Bopping about one day on my various blogs, I saw an add for an IQ site. You know how sites these days are able to target ads toward those who would be most interested? I wasn’t sure how to take this. It asked a question “What is the capital of Ontario?” which for me, of course, is easy: but it also irritated me no end. It was an ad for an “IQ Test” website. But such a question is not an indicator of “intelligence”: not in the least. It is a measure of general geographic knowledge, or perhaps a person’s capacity to memorize: but not intelligence.
What annoyed me is that this kind of error is being propagated and institutionalized through the advertising media… that “intelligence” can be replaced by “memorizing facts”. It’s been in the works for a long time, but that does not mean that it is correct. At one time I would have said it was due to the laziness of teachers: they’re more interested in teaching facts than in teaching how to reason through a problem. But it comes into testing: it’s a lot easier to mark a multiple choice quiz where every answer is choice between right or wrong, rather than a set of answers that have to be read and explored. But I note that it is also a product of students. These days, they would rather memorize than learn. It’s easier on the student side as well.

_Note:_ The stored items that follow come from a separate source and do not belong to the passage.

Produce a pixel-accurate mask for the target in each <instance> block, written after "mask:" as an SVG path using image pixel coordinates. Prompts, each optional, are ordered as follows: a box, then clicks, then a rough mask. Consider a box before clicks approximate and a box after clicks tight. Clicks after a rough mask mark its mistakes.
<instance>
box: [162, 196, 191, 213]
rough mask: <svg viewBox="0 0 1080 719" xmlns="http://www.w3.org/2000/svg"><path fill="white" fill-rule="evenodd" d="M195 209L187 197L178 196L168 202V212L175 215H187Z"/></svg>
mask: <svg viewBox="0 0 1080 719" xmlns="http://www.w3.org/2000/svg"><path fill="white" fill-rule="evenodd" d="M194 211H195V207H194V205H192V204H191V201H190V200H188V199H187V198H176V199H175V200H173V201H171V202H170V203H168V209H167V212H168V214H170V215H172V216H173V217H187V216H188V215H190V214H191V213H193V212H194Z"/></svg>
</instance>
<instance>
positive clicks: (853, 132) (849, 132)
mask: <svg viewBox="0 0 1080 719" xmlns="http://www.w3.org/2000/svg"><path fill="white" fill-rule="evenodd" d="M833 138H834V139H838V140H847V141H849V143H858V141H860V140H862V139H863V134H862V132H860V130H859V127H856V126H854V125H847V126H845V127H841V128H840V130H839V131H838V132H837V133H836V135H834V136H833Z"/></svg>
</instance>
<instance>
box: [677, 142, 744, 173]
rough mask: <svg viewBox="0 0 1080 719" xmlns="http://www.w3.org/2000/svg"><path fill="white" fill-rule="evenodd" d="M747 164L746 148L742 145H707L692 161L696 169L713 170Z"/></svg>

When I teach, I don’t teach memorization. I teach how to answer a question. And, no surprises, but it has come back to haunt me.
A few weeks ago I came on one of those “rate your teachers” websites that allows students to describe what they liked and did not like about their professors. I taught undergraduate geography and GIS classes at the University of Central Arkansas for a few years, and I was surprised to find that some of the students had “rated” me. Their biggest criticism was that I took too long to get them their grades back on exams: probably because I had to actually read through the “stuff” they had written on their exams. I did use some multiple choice, because that’s what they wanted: but I also used written material. If they actually learned in the class, they did better because of it.